Lyles: There have definitely been more than previously. And it’s so weird because you look at anime and sometimes you’re like, “Oh, this is obviously based off of the Asian culture.” But then sometimes you’ll look at it and it’s like, “OK, hang on. These Asian people are starting to look really Americanized white.”

And I’m like, “So if they haven’t decided which way they’re going, OK, then why not just include the whole world?”

But as you get more and more into it, yes, they have been starting to put in people of color in. But what I feel is the exciting part of anime is there are tons of animes out there where they’re not even talking about humans. Sometimes humans aren’t even the main characters.

That’s the more fun thing to watch, when you don’t have to guess their race. You’re just watching it because you’re just trying to figure out the story — and it has something cool that you can relate to, but it’s not about race.

T&FN: Variety is a spice in any art form so perhaps this next one may be hard to answer. If you could distill it briefly, what kind of story are you looking for in an anime?

Lyles: It depends on how I’m feeling. Some days I just want to watch an anime about a loser kid who somehow finds himself befriending a bunch of females [laughs] and they get into a lot of wacky stuff. Or sometimes I want to see an overpowered hero that can defeat everybody with a stab of his fingers, but he decides not to because he doesn’t wanna show off this power because he’s afraid of what people might think of him. So he has to contain himself.

And sometimes I just wanna watch somebody go from a zero to a hero. It’s all about what you feel in that time.

T&FN: It would be boring, for sure, to watch the same storyline over and over. Changing topics, I want to ask you about the state of your events. There’s a banner, bunch of sprinters on the scene right now. What do you think about Michael Norman coming down to the 100?

Lyles: What are my thoughts? What’s that got to do with me? [laughs] It’s still the same. It has nothing to do with me. We’re all here to win. It’s not changing any plans.

You could tell me that Bryce Hoppel was coming down to the 100. What does that have to do with me? My plan is not changing. I’m still planning to win.

T&FN: But you know that whatever the sport is, if there are rivalries, or perceived rivalries, the media is always going to play it up. What are your thoughts on that?

Lyles: Oh yeah, you’re right. They are, cuz they’re desperate to find a rivalry. But when there’s a king, you know, there is no rival.

T&FN: In your estimation, are you at this point the king?

Lyles: I’m the king of the 200. I’ve still got a little bit of work — I am the shadow king of the 100.

T&FN: OK. Print it. What should we be watching for over these next three championship seasons, and through LA 2028?

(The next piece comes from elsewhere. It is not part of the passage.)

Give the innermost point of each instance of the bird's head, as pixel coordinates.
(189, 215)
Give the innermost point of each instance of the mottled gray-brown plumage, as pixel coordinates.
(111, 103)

Lyles: Just enjoy the ride. Sometimes not knowing is the most fun thing about track & field. Not knowing what somebody’s gonna do, not trying to predict who’s gonna run what or how the outcome is gonna be, but enjoy the fact that you get to watch something that you know is gonna be special — that when all of us line up on the 100-meter line or the 200-meter line, something amazing is gonna happen. Enjoy that. Enjoy the bliss of not knowing.